La proscription des armes chimiques a été plusieurs fois proclamée. On peine donc à en empêcher tout à fait l’usage, comme on a pu le voir au cours de la guerre irano-irakienne, entre 1980 et 1988 ou à Halabja, en mars 1988. C’est pourquoi une Convention signée à Paris, en 1993, interdit la mise au point, la fabrication, le stockage et l’utilisation des armes chimiques. La Syrie, qui n’est pas signataire, est le premier pays à recourir à l’arme chimique depuis cet accord. L’humanité ne peut pas prendre le risque de voir une telle arme glisser dans la catégorie de fait des armes employables, et avec elle les armes biologiques et nucléaires, qu’il s’agisse de la conduite de la guerre ou qu’il s’agisse de l’organisation d’opérations terroristes. La détermination montrée par la France et par le président François Hollande, quelles que soient les divergences d’appréciation tactique, est légitime ; elle appelait un large soutien de la classe politique comme de l’opinion, qui, hélas, aura fait défaut.

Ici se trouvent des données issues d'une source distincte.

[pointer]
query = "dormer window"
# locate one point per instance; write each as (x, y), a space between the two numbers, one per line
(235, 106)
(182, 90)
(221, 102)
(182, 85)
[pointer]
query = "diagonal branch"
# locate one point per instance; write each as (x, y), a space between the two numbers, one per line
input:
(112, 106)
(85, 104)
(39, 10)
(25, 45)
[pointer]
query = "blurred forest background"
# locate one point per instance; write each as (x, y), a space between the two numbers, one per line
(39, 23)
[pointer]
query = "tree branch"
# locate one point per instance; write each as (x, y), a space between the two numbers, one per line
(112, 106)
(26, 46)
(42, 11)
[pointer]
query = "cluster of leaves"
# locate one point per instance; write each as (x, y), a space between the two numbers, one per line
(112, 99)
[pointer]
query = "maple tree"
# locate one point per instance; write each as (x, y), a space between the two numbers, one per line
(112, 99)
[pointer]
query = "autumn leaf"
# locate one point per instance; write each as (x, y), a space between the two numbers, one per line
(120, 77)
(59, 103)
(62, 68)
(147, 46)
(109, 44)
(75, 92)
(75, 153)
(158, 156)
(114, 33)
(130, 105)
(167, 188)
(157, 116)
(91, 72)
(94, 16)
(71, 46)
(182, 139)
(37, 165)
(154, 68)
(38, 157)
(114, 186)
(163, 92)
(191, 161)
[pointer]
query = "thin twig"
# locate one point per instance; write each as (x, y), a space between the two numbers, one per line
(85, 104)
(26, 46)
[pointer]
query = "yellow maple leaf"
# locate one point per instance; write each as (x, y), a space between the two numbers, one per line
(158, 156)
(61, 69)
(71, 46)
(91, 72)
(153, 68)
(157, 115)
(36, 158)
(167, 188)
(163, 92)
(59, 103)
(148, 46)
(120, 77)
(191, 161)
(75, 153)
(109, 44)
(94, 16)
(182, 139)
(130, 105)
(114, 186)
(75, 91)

Sans égard pour ses alliés, Barack Obama accepte une porte de sortie à peine honorable offerte par la Russie de Poutine. La fracture occidentale, entre les Etats-Unis et l’Union européenne, Royaume Uni compris, s’affirme davantage. Il faudra y remédier. Pour l’heure le premier objectif essentiel, de portée universelle et à destination des générations futures, est d’abord de faire aboutir le mouvement diplomatique capable de contraindre la Syrie à reconnaître l’interdiction des armes chimiques consacrée en 1993 par la Convention internationale ratifiée par 188 pays, dont la Chine et la Russie ; c’est ensuite d’obtenir le démantèlement des stocks d’armes chimiques dispersés sur le territoire syrien ou dissimulés à l’extérieur ; c’est enfin de rechercher les responsables du bombardement chimique du 21 août dernier et de les traduire devant le Tribunal pénal international pour des actes qui revêtent une gravité si grande qu’ils doivent rester inadmissibles si nous voulons échapper au chaos.

Dominique Reynié est professeur des Universités à Sciences Po et directeur général de la Fondation pour l’innovation politique (Fondapol).